Internet was used as term first in 1974 by Vincent Cerf and Bob Kahn in document describing the transmission protocol TCP/IP. The protocol was rather revolutionary as it was not possible at that time to jump from one network to another. You had always to finish a session and start a new session for reaching a computer on another network. So internet was basically a technical term to describe the overarching network of networks.

Internet of documents
This technology got a real boost when the Brit Tim Berners Lee developed the internet of documents. Originally he designed a system to make internal documents accessible of the research institute CERN in Geneva, where he worked. Internally CERN used Standard Generalised Mark-up Language (SGML) for coding documents. Together with his Dutch colleague Eric van Herwijnen he designed a subset of SGML, for the coding of internetpages, better known as HyperText Mark-up Language (HTML). By combining HTML with the HyperText Transfer Protocol (http) it was possible to communicate between different web machines. From 1991 CERN worked on a system to make external documents accessible worldwide. On April 30, 1993 CERN released the software for external use. The World Wide Web was born. At first text documents were exchanged, between various servers. Graphic files, audio files and video files (in that order) followed.

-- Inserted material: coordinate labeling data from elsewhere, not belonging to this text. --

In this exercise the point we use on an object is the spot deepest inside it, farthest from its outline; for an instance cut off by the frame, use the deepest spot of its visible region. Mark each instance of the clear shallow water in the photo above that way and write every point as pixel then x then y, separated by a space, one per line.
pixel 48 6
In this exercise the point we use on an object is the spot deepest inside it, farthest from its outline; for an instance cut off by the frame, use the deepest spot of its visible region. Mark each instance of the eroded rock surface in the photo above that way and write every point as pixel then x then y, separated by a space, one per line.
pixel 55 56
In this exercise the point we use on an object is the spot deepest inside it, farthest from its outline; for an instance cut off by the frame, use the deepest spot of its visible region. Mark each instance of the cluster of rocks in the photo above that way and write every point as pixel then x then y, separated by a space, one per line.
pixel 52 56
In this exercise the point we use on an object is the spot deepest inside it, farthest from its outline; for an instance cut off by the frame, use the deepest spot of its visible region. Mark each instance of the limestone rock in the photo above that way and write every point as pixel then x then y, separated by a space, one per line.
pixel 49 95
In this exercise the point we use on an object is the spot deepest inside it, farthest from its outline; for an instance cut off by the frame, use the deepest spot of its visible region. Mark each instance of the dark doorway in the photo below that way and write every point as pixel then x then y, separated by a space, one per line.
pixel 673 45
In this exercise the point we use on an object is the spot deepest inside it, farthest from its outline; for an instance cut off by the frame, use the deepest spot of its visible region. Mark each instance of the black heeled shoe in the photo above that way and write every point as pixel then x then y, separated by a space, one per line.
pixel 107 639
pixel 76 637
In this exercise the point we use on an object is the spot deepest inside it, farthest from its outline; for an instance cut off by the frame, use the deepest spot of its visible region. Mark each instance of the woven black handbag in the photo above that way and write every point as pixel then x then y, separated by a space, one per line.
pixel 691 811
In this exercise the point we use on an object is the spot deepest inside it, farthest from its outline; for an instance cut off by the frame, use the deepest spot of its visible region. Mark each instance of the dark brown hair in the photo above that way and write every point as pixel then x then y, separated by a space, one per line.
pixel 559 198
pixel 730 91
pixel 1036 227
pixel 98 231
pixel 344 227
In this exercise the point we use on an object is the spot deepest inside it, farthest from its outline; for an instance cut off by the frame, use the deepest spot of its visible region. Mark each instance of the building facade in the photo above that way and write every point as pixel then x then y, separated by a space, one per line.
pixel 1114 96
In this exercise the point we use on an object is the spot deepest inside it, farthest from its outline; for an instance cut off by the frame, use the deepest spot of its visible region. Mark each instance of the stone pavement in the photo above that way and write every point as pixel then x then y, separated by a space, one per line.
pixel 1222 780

The term World Wide Web eventually disappeared to the background, while the term Internet (with a capital as usually happens with new phenomena) remained en vogue. The term was followed by Internet 2.0. This conference term basically indicated a complex of software for internet. The term Internet 3.0 did not really fly as it did not have a real objective.

 Internet of Things
In the meantime the term Internet of things started to appear from 1999 onwards. Kevin Ashton, head of the MIT Auto-ID Center coined the term with the vision that all objects, including people would be provided with identifiers and could be managed with computers by exchange of data. In the present wired world IP addresses can be given to all things and even to people. The development of the internet of things is technically inspired with an objective to develop smart things such as smart cars, smart homes, smart health, smart economy and smart energy.

Internet of NEEDS
I heard the term the internet of needs last week for the first time. It was used as opposing to the internet of documents and the internet of things. While the internet of documents is traffic in one direction from sender to receiver and the internet of things will only refine this traffic in a smart way, the internet of needs was described as two-way traffic. Besides the internet of needs deals with the needs of users and uses software to cater for connecting people. With social media and mobile apps this aspect can be demonstrated.  Facebook and LinkedIn are examples of the social media. But from the group of social entrepreneurs we see interesting apps coming. The European Youth Award was a shining example of internet of needs with application in the categories Healthy Life, Connecting cultures, Go Green, Active Citizenship and Future Living. But also Vodafone Mobiles for Good challenge is a nice example, for exmple with its Into D'mentia app.